Presented by The American Hospital Association

With Daniel Lippman

LOBBYING BY CHINA-LINKED COMPANIES REBOUNDS: A handful of Chinese companies targeted by lawmakers earlier this year ramped up their lobbying last quarter after several were dumped by firms after being threatened with a blacklist.

— Drone manufacturer DJI Technologies spent $380,000 on federal lobbying in the second quarter of this year, up from $310,000 in the first quarter of 2024. Avoq and the Vogel Group both dropped the company in February, but it subsequently hired Sidley Austin, Porter Wright Morris & Arthur and Liberty Government Affairs.

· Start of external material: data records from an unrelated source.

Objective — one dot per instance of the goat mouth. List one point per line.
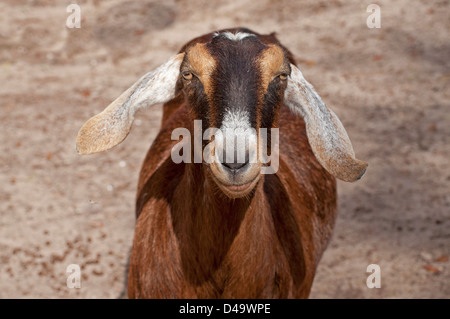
(236, 190)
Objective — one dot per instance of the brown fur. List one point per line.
(192, 241)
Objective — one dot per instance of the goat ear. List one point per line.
(326, 134)
(111, 127)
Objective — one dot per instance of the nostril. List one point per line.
(234, 166)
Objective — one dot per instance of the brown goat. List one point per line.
(223, 229)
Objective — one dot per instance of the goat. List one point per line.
(222, 229)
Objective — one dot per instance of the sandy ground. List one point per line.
(389, 86)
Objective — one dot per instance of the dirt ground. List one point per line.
(389, 86)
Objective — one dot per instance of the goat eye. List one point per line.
(187, 76)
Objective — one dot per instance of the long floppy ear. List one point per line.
(326, 134)
(110, 127)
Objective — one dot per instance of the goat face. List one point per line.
(235, 83)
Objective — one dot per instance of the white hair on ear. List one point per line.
(326, 134)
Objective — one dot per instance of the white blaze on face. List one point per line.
(235, 36)
(238, 139)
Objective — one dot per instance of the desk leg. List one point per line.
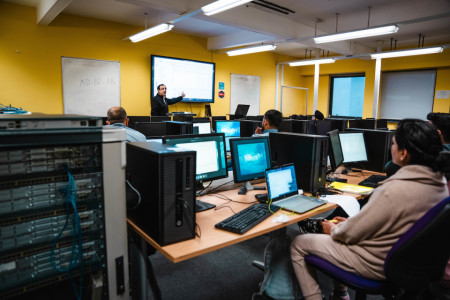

— The drone maker’s outlays this year are still down from the $400,000 it spent in each quarter of 2023 and its quarterly record of $420,000 spent in the final months of 2020, when DJI was placed on a Commerce Department entity list. The company faced a new legislative threat this summer, with the House including language in its version of the National Defense Authorization Act that would block DJI drones from accessing FCC infrastructure.

— The Chinese biotech firms WuXi AppTec and WuXi Biologics also hiked their lobbying expenditures amid a push in Congress to block them and several other companies from doing business with the federal government. WuXi Bio, which registered its first in-house lobbyists this summer, reported dropping $125,000 on lobbying in Q2 — a more than 200 percent increase from the $40,000 WuXi Bio had been paying FGS Global each quarter.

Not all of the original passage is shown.